All of lore.kernel.org
 help / color / mirror / Atom feed
From: David Hildenbrand <david@redhat.com>
To: "Muhammad Usama Anjum" <usama.anjum@collabora.com>,
	"Michał Mirosław" <emmir@google.com>,
	"Andrei Vagin" <avagin@gmail.com>,
	"Danylo Mocherniuk" <mdanylo@google.com>,
	"Alexander Viro" <viro@zeniv.linux.org.uk>,
	"Andrew Morton" <akpm@linux-foundation.org>,
	"Suren Baghdasaryan" <surenb@google.com>,
	"Greg KH" <gregkh@linuxfoundation.org>,
	"Christian Brauner" <brauner@kernel.org>,
	"Peter Xu" <peterx@redhat.com>, "Yang Shi" <shy828301@gmail.com>,
	"Vlastimil Babka" <vbabka@suse.cz>,
	"Zach O'Keefe" <zokeefe@google.com>,
	"Matthew Wilcox (Oracle)" <willy@infradead.org>,
	"Gustavo A. R. Silva" <gustavoars@kernel.org>,
	"Dan Williams" <dan.j.williams@intel.com>,
	kernel@collabora.com,
	"Gabriel Krisman Bertazi" <krisman@collabora.com>,
	"Peter Enderborg" <peter.enderborg@sony.com>,
	"open list : KERNEL SELFTEST FRAMEWORK"
	<linux-kselftest@vger.kernel.org>,
	"Shuah Khan" <shuah@kernel.org>,
	"open list" <linux-kernel@vger.kernel.org>,
	"open list : PROC FILESYSTEM" <linux-fsdevel@vger.kernel.org>,
	"open list : MEMORY MANAGEMENT" <linux-mm@kvack.org>,
	"Paul Gofman" <pgofman@codeweavers.com>
Subject: Re: [PATCH v6 0/3] Implement IOCTL to get and/or the clear info about PTEs
Date: Wed, 9 Nov 2022 11:34:43 +0100	[thread overview]

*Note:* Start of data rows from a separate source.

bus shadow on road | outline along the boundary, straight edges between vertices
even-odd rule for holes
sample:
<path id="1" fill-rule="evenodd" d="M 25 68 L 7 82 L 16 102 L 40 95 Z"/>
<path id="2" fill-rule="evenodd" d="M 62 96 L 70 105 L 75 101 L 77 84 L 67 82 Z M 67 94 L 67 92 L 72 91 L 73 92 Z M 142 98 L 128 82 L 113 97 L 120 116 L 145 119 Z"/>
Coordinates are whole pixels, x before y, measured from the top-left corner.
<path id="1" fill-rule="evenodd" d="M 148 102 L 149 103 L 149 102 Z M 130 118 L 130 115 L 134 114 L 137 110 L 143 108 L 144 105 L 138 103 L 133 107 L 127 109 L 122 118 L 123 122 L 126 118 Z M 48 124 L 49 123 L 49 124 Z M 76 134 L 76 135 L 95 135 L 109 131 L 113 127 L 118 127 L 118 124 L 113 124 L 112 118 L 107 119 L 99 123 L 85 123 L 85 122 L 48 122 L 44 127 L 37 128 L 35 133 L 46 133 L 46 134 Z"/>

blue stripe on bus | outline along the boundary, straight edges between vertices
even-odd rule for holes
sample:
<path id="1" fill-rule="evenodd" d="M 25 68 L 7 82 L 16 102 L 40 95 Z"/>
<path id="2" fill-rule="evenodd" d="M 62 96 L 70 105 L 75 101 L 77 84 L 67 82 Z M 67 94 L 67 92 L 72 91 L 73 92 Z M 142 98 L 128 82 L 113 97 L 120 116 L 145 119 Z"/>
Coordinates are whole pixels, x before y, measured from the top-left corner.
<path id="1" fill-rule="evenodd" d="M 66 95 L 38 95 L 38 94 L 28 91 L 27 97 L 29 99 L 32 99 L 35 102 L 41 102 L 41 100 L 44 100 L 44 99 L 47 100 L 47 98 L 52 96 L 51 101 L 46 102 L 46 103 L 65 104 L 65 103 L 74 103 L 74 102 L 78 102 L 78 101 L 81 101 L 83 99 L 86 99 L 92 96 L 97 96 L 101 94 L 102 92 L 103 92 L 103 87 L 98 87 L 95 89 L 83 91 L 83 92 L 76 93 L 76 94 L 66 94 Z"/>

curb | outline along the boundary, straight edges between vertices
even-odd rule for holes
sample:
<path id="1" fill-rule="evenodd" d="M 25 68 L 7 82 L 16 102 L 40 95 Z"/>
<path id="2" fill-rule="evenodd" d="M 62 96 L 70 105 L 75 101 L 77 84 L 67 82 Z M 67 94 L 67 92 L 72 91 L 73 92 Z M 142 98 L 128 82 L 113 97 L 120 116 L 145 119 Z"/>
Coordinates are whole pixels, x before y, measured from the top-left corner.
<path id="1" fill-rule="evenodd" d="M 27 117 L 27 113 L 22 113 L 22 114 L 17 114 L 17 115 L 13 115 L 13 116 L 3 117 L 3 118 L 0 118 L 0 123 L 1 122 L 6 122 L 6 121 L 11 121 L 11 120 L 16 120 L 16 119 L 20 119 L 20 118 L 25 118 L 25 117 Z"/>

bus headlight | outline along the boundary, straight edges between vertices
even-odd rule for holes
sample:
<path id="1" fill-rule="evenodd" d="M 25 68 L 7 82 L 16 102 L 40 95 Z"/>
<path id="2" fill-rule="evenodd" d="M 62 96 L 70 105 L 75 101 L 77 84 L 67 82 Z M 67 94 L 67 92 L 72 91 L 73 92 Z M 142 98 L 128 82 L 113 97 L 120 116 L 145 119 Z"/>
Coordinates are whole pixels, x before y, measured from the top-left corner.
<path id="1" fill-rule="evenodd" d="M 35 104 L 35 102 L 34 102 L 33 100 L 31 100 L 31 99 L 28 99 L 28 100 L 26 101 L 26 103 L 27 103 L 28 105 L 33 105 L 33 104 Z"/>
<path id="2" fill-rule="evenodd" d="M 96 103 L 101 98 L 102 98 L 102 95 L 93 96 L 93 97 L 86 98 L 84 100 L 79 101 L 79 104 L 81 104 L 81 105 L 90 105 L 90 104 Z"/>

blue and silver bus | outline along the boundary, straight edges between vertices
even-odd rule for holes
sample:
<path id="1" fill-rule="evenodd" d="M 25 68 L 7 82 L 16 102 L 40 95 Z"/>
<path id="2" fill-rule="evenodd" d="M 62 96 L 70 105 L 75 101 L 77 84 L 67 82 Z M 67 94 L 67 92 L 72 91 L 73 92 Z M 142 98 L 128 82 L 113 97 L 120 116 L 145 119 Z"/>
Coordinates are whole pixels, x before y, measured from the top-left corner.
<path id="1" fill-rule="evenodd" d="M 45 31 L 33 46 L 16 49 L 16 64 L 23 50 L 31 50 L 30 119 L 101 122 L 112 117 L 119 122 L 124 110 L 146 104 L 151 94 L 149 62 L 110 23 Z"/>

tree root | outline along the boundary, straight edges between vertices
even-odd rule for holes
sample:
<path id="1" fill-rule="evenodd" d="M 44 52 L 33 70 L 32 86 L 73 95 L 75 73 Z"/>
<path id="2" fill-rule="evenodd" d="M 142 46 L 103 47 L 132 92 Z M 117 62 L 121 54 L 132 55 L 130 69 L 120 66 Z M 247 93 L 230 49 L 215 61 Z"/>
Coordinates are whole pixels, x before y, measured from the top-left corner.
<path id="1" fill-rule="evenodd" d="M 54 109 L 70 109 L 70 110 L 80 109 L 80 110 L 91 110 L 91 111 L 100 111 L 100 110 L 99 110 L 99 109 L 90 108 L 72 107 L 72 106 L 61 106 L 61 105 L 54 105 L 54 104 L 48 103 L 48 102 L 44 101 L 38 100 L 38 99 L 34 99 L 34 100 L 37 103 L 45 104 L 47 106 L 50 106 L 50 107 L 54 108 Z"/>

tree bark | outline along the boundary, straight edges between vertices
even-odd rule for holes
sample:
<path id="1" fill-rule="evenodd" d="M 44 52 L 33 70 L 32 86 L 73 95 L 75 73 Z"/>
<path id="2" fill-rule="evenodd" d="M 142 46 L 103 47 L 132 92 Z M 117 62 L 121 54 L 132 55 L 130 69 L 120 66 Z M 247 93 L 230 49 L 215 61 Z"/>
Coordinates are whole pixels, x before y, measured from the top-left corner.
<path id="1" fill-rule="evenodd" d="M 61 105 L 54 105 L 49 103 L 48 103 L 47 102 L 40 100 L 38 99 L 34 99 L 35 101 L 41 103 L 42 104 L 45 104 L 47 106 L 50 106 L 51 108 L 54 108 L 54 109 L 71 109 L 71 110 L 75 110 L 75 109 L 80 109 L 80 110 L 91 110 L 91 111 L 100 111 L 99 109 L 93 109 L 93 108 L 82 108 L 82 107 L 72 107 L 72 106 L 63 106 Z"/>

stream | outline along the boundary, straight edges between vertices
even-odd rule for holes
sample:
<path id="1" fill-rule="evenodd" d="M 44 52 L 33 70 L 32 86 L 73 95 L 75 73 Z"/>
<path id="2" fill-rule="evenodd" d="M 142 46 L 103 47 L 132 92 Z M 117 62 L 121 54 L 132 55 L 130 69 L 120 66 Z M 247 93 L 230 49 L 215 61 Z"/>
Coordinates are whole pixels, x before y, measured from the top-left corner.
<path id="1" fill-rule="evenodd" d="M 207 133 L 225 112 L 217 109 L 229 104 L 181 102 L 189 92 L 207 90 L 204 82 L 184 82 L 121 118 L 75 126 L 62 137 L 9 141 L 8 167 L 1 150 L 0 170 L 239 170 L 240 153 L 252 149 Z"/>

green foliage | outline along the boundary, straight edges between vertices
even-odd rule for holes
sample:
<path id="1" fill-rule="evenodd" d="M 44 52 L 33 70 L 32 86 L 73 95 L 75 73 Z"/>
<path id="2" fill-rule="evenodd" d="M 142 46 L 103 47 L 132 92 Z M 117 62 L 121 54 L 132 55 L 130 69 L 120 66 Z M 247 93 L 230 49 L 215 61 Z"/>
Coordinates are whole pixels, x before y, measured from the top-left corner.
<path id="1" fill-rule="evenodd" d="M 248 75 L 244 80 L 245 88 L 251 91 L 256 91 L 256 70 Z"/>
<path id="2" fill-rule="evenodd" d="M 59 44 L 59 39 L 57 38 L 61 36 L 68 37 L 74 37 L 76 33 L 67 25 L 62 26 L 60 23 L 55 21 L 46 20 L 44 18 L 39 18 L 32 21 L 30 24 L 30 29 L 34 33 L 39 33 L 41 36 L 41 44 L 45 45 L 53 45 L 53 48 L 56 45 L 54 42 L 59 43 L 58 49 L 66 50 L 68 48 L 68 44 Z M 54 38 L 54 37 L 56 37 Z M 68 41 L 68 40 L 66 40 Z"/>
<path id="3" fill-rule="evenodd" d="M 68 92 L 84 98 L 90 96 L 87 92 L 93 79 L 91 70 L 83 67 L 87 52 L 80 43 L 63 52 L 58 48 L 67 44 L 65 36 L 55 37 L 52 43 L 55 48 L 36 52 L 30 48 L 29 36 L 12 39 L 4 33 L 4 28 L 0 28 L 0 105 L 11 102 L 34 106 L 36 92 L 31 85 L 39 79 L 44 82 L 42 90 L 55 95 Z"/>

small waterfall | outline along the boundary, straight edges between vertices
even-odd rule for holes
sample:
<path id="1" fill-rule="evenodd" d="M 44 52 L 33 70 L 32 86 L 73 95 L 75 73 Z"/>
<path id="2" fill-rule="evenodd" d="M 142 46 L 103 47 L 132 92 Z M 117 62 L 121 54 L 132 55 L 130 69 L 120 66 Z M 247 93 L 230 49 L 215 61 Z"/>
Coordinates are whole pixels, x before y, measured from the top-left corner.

Message-ID: <9c167d01-ef09-ec4e-b4a1-2fff62bf01fe@redhat.com> (raw)
In-Reply-To: <20221109102303.851281-1-usama.anjum@collabora.com>

On 09.11.22 11:23, Muhammad Usama Anjum wrote:
> Changes in v6:
> - Updated the interface and made cosmetic changes
> 
> Original Cover Letter in v5:
> Hello,
> 
> This patch series implements IOCTL on the pagemap procfs file to get the
> information about the page table entries (PTEs). The following operations
> are supported in this ioctl:
> - Get the information if the pages are soft-dirty, file mapped, present
>    or swapped.
> - Clear the soft-dirty PTE bit of the pages.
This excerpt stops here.